How do AI scribes for healthcare work?

MD here. AI scribes are flooding the healthcare sector. Can anyone explain how these AI scribes work? My understanding is that a transcribing software will transcribe the conversation and then the GPT will summarize the note based on the prompt. Are all these companies using the same formula? What differentiates one AI scribe from another? Is it fair to assume that most companies are building the AI scribe on Microsoft Azure as they offer a BAA?

Speech β†’ Whisper β†’ Text (Anyone can do that)

Speech β†’ Whisper β†’ GPT-4 β†’ Text (This can do a lot more than just summarize)

Speech β†’ Diarization β†’ Whisper β†’ GPT-4 β†’ Text (Lots of different possibilities here)
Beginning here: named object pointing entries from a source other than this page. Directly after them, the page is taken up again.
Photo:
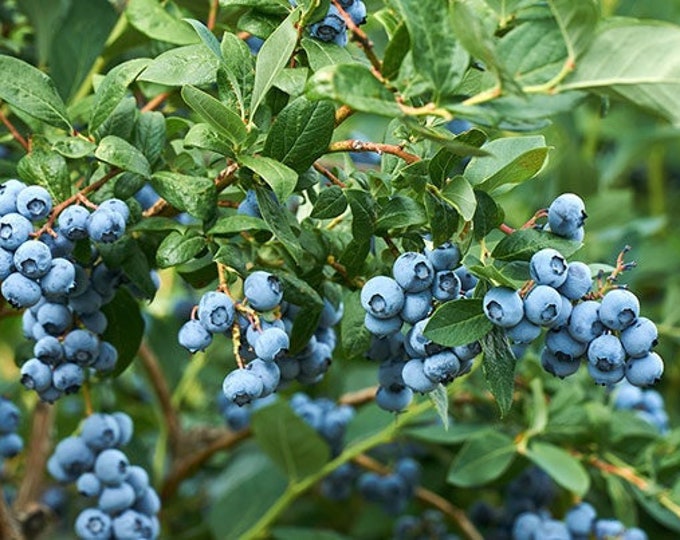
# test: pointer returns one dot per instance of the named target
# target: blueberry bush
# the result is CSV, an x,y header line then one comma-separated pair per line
x,y
339,269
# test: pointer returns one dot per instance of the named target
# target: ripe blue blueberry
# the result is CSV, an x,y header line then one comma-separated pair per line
x,y
413,272
503,306
34,203
263,290
548,267
619,309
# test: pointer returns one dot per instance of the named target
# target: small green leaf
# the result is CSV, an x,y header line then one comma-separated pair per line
x,y
562,467
273,57
281,179
119,153
177,248
522,244
459,194
301,133
289,441
29,90
331,203
482,459
192,64
218,115
458,323
498,365
194,194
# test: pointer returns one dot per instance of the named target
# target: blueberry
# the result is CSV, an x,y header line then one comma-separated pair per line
x,y
566,215
444,257
105,226
578,282
68,377
619,309
584,323
35,375
242,386
14,231
216,312
442,367
194,337
382,297
548,267
503,306
93,524
393,399
413,272
644,371
263,290
413,375
81,347
73,222
272,344
446,286
542,305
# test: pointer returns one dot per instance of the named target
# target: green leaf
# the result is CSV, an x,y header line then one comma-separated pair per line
x,y
400,212
125,328
301,133
218,115
513,160
643,73
321,54
273,57
482,459
48,169
280,178
177,248
498,364
458,323
289,441
355,338
113,88
29,90
355,86
149,17
459,194
192,64
250,484
237,223
276,217
437,56
331,203
81,40
523,243
119,153
194,194
562,467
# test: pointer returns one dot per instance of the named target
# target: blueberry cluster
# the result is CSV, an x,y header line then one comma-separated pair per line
x,y
10,441
648,404
428,526
333,28
609,334
64,298
393,491
126,503
267,340
412,362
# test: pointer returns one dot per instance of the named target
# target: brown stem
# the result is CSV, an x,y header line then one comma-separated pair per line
x,y
428,497
187,466
328,174
36,460
160,386
353,145
15,133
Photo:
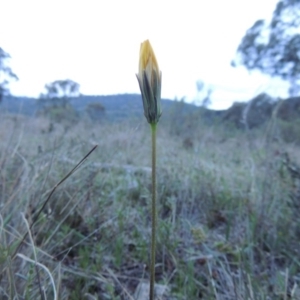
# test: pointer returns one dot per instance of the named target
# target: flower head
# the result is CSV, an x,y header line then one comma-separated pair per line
x,y
149,78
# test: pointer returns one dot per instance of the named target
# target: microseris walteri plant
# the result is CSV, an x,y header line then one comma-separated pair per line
x,y
149,78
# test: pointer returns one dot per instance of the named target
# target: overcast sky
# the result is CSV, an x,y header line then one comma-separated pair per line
x,y
96,43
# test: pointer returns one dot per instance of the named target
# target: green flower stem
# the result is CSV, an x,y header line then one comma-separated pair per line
x,y
154,216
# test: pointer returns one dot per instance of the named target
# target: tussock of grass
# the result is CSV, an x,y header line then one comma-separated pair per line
x,y
228,212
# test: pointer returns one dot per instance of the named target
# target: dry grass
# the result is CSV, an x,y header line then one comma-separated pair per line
x,y
228,214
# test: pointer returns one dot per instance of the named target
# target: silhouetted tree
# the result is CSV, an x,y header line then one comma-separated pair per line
x,y
60,91
274,48
54,101
204,93
6,74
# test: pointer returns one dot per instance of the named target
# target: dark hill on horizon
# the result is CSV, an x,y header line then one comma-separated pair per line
x,y
249,114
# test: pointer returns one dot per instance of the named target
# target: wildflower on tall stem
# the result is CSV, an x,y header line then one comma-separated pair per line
x,y
149,78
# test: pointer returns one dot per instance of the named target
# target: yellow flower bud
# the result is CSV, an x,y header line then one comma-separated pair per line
x,y
149,78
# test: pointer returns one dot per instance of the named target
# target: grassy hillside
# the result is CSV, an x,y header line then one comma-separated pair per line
x,y
229,208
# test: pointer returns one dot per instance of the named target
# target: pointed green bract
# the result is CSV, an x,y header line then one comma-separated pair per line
x,y
149,78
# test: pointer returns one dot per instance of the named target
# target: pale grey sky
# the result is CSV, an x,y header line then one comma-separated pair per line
x,y
96,43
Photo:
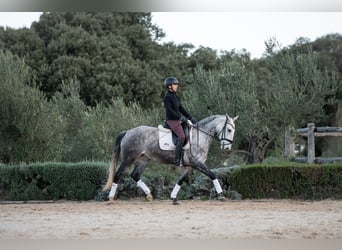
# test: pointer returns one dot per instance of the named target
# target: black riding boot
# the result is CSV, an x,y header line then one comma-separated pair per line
x,y
178,153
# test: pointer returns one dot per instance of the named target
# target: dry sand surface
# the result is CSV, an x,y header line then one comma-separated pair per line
x,y
193,219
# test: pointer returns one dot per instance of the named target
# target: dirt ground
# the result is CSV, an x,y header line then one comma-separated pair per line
x,y
138,219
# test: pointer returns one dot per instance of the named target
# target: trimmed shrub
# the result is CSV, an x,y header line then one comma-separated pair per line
x,y
52,181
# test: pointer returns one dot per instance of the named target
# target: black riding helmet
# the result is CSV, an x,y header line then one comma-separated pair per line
x,y
170,80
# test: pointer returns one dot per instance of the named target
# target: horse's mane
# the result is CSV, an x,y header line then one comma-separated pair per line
x,y
208,119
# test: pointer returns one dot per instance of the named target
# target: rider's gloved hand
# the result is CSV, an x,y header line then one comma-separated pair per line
x,y
183,119
193,120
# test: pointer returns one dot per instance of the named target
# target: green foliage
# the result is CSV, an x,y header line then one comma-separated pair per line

Sales call β†’ Diarization β†’ Whisper β†’ GPT-4 (Verifying if certain things were said) β†’ output (Adds a lot of value)


Thanks for breaking it down. What is difficulty level/time cost for creating a service like this? Seems fairly straight forward for someone with the technical expertise (not me).

Code should take less than an hour if you use something like Apps Script or Streamlit (Thanks to GPT-4)

Prompts might take minutes to weeks.

Assuming you want to create a prototype or something for personal use.


You should be able to make a prototype of something like this fairly quickly, but I’d say at least 3 months or so to make something that can stand on it’s own legs.

There’s lots of different services out there doing this, and not all of them are equally legitimate, as stuff like this does require a lot of legal paperwork :sweat_smile:

I’ll call in my buddy @Foxalabs, as he knows more about this stuff than I do.


As a builder in the space since 2019 with Heidi.

It’s easy now to make a toy prototype it’s fairly hard from a product pov to make it truly exceptional and good enough for an every-visit proposition.

Things like templates, personalisation, macros, apps etc. all required to make it viable.